|LEWIS, GREGORY - Retired ARS Employee|
|Taylor, Joshua - Bret|
Submitted to: Western Section of Animal Science Proceedings
Publication Type: Proceedings
Publication Acceptance Date: 4/2/2017
Publication Date: 6/1/2017
Citation: Lewis, G.S., Wang, S., Taylor, J.B. 2017. Response of pregnant ewes to ovalbumin inoculation, antiovalbumin antibody transfer to lambs and temporal changes in antiovalbumin antibody.
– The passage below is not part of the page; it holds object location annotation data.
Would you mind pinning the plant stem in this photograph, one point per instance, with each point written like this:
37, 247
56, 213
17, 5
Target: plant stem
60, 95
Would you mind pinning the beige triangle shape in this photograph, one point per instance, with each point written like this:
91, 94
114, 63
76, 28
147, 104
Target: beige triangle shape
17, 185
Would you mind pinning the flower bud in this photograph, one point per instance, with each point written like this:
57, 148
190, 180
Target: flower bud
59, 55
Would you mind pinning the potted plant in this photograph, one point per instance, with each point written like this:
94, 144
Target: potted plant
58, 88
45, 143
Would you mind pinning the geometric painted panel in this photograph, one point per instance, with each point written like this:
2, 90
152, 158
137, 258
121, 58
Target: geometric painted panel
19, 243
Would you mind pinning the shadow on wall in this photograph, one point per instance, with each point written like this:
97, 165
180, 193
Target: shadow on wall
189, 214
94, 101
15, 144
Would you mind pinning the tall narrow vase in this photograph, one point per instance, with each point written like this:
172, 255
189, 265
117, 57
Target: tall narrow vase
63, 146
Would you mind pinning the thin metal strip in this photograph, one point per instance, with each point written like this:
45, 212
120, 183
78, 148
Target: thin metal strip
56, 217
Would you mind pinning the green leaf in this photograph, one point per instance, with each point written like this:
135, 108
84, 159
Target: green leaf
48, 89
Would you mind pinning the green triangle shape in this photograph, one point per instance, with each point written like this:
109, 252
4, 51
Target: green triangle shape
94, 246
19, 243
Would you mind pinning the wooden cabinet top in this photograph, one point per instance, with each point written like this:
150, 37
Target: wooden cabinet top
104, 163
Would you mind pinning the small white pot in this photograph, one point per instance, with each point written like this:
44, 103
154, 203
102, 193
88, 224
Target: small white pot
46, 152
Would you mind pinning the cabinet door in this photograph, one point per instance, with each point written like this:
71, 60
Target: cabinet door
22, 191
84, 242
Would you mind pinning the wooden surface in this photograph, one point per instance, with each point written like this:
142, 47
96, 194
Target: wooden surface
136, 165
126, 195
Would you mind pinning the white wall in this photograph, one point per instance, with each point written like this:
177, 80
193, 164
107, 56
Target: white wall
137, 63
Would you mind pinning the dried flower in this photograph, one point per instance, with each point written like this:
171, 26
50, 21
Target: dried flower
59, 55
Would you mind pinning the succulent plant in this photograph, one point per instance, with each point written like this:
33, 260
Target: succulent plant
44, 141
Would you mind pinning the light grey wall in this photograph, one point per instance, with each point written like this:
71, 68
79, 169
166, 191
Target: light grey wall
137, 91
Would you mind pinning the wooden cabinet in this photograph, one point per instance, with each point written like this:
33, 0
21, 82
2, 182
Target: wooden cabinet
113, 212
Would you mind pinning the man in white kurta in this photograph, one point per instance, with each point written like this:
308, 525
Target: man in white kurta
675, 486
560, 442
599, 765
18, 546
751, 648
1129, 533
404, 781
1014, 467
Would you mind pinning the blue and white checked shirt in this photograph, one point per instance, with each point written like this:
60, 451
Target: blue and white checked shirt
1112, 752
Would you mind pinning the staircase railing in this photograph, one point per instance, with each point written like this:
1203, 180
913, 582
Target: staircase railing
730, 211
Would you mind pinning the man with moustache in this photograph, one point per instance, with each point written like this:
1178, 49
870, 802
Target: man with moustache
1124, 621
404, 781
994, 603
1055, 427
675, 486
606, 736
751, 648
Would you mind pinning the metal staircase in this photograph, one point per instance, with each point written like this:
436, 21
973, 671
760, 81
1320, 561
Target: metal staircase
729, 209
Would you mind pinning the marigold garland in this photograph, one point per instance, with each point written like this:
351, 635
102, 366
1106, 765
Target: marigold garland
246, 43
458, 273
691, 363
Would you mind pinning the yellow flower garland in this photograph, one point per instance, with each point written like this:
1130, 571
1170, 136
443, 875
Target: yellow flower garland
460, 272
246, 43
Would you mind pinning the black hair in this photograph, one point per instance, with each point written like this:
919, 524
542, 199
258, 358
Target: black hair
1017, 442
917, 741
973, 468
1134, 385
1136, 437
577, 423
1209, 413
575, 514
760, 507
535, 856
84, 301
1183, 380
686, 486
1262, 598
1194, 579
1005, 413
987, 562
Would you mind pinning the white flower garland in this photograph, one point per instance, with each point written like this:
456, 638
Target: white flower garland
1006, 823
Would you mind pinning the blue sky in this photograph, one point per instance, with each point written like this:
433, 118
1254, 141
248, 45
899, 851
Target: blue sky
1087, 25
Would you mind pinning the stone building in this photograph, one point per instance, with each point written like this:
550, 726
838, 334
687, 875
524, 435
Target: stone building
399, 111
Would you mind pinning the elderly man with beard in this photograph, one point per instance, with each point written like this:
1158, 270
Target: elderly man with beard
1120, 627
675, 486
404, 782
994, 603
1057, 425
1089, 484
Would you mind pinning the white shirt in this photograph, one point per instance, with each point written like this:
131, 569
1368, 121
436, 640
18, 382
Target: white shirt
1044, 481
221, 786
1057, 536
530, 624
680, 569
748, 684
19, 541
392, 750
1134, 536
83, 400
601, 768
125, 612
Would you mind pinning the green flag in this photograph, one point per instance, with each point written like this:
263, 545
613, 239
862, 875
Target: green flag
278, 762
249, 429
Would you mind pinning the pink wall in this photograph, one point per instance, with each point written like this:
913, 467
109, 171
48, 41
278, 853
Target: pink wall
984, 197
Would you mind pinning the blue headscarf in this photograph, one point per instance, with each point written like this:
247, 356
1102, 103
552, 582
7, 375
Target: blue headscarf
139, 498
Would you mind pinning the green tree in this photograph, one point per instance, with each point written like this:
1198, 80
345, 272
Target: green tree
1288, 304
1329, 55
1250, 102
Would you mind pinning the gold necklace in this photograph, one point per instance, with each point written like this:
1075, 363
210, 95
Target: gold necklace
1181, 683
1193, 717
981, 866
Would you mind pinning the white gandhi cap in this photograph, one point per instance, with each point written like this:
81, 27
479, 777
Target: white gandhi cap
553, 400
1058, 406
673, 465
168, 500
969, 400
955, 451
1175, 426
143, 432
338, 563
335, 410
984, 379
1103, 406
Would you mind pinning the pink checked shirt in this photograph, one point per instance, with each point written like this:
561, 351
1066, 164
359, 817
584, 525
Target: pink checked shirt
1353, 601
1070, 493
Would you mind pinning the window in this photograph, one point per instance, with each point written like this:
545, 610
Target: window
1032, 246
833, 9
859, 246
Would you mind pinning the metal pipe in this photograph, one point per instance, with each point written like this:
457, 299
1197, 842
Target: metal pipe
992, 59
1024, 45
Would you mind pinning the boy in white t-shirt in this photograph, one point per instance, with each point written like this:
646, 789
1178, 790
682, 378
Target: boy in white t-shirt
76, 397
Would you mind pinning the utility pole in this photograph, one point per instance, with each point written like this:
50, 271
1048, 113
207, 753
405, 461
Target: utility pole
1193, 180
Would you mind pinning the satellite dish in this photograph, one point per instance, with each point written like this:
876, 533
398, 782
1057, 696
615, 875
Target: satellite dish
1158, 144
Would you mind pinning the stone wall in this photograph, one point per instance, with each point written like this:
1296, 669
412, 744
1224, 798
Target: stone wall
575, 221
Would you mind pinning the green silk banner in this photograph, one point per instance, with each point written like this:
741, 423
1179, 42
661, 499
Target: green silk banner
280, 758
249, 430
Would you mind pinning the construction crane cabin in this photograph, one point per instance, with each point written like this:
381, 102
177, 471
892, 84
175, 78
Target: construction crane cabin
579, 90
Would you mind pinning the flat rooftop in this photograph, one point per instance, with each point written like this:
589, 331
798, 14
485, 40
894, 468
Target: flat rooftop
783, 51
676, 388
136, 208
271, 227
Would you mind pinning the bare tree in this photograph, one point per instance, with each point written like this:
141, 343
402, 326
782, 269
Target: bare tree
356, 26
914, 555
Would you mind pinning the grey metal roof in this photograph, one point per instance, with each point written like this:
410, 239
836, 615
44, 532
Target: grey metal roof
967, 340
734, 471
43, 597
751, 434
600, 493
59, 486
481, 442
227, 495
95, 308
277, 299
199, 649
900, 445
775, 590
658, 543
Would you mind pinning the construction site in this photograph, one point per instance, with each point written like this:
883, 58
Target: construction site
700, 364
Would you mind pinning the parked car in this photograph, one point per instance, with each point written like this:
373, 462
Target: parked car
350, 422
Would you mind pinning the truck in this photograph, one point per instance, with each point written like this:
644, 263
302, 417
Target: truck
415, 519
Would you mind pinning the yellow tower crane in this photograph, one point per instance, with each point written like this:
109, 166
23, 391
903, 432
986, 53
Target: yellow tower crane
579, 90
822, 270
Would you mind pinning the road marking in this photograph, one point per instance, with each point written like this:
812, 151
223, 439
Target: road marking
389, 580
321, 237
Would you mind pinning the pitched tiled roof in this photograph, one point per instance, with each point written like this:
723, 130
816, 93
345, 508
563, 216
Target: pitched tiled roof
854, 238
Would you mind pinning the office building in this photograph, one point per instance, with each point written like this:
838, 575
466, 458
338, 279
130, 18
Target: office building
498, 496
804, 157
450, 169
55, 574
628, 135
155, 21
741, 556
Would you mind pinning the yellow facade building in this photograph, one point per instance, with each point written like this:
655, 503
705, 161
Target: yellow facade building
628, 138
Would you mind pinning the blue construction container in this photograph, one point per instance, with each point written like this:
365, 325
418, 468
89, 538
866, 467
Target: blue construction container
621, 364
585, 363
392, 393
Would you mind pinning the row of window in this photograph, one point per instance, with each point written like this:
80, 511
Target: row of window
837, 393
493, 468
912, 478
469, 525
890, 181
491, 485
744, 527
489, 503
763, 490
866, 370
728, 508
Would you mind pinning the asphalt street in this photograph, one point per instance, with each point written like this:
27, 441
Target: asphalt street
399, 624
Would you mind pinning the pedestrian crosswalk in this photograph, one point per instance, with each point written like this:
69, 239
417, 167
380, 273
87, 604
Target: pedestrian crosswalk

Western Section of Animal Science Proceedings. 68:192-196. Available: https://www.asas.org/docs/default-source/western-section/asasws_western_book_060217.pdf?sfvrsn=e72946d1_0
Technical Abstract: Factors that affect the decay of maternally-derived IgG and the ability of neonatal lambs to produce protective amounts of their own IgG are not well understood. Three experiments were conducted to evaluate colostral transfer of antiovalbumin IgG (OV-IgG) from ewes to lambs and responses of young lambs to ovalbumin inoculation. In Exp. 1, pregnant ewes (n = 10/group) were inoculated with either ovalbumin or control (saline) suspensions at approximately 42 (primary) and approximately 14 (secondary) d before lambing. In Exp. 2, lambs (n = 20/group) born to and nursing ewes that had been immunized against ovalbumin were inoculated with either ovalbumin or control suspensions at age 1 (primary) and 15 (secondary) d. In Exp. 3, lambs (n = 20/group) born to ewes that were naive to ovalbumin received 1 of 2 inoculation types, control or ovalbumin suspension, according to 1 of 2 inoculation schedules, at age 1 and 15 d or 28 and 42 d. According to original inoculation type, lambs also received a booster inoculation at age ˜ 159 d. In Exp. 1, ovalbumin inoculation increased (P < 0.001) ewe serum OV-IgG. Serum OV-IgG was greater (P < 0.0001) throughout the sampling period in lambs born to and nursing ovalbumin-treated ewes than in lambs from control ewes. In Exp. 2, ovalbumin inoculation of lambs at age 1 d reduced (P < 0.04) maternally-derived serum OV-IgG through age 15 d compared with saline inoculation. However, after age 15 d, serum OV-IgG was greater (P < 0.001) in ovalbumin-treated than in control lambs. In Exp. 3, in lambs that received ovalbumin inoculations at age 1 and 15 d, serum OV-IgG increased through age 21 d but declined after age 28 d (P < 0.004). In lambs that received ovalbumin inoculations at age 28 and 42 d, OV-IgG increased (P < 0.001) steadily through age 21 d and stabilized thereafter. In lambs that received ovalbumin inoculation at age 28 and 42 d, serum OV-IgG in blood samples collected just before the booster was greater (P < 0.006) than observed in lambs in the other 3 treatment groups. Inoculating lambs within 24 h after birth may reduce circulating maternally derived antibodies, but it can induce an immune response. The results of this study support vaccinating ewes against common pathogens during late pregnancy and to ensure that lambs receive adequate colostrum soon after birth.